Photochemical processes transform dissolved organic matter differently depending on its initial composition.

Dissolved organic matter (DOM) is one of the most important fluxes in the global carbon cycle but its response to light exposure remains unclear at a molecular-level. The chemical response of DOM to light should vary with its molecular composition and environmental conditions while some basic hypotheses are still unclear, such as the balance between photobleaching and photo-humification and the question of oxidative properties. Here we exposed aquatic DOM from diverse freshwaters impacted by different levels of anthropogenic activity and algal exudates to environmentally-realistic light conditions. We found that photobleaching occurred in DOM with relatively high initial humic content producing low H/C molecules, whereas DOM with low initial humic content was humified. DOM pools with relatively high initial saturation and low aromaticity were prone to transform towards more unsaturated molecular formulae and high H/C molecules with a distinct decrease of bioavailability.
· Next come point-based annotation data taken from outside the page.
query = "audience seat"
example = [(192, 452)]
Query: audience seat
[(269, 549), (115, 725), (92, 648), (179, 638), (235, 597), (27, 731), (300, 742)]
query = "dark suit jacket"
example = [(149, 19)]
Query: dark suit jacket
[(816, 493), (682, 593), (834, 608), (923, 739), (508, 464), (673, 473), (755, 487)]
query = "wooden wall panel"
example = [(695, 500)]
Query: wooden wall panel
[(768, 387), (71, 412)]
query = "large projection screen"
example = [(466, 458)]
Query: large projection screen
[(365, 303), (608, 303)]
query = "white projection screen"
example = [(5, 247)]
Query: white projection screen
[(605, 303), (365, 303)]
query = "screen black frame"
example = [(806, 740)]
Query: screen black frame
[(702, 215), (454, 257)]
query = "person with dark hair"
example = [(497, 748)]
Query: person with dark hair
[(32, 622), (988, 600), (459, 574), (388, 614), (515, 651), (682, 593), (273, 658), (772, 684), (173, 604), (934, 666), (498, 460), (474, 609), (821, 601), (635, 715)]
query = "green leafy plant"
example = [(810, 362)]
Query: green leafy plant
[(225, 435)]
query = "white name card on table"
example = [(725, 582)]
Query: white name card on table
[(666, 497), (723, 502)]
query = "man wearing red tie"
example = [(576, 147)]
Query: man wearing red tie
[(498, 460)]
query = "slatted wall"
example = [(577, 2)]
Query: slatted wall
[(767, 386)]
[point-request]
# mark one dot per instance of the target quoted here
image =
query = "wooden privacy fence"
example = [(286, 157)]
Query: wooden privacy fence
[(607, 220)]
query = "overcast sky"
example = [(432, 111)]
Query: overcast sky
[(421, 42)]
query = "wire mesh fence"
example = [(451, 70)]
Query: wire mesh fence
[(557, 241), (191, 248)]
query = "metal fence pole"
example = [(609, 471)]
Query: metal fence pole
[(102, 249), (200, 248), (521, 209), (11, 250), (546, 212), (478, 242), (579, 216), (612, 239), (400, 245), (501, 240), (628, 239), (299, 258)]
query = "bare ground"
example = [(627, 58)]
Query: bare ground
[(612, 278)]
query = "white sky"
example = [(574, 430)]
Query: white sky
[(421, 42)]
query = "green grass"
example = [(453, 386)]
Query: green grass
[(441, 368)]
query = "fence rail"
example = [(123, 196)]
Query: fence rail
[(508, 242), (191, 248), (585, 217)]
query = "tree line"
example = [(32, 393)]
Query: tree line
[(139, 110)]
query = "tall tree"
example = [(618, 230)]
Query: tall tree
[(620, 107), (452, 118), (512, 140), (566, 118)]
Photo-transformation was mainly influenced by reactive intermediates, with reactive oxygen species (ROS) playing a dominant role in humification when the initial humus content of DOM was high. In contrast, for algal DOM with high protein content, it was likely that the autoxidation of excited state DOM was more important than indirect oxidation involving ROS. Our results reveal how photo-transformation patterns depend on the initial composition of DOM and provide new insights into the role of photochemical processes in biogeochemical cycling of DOM.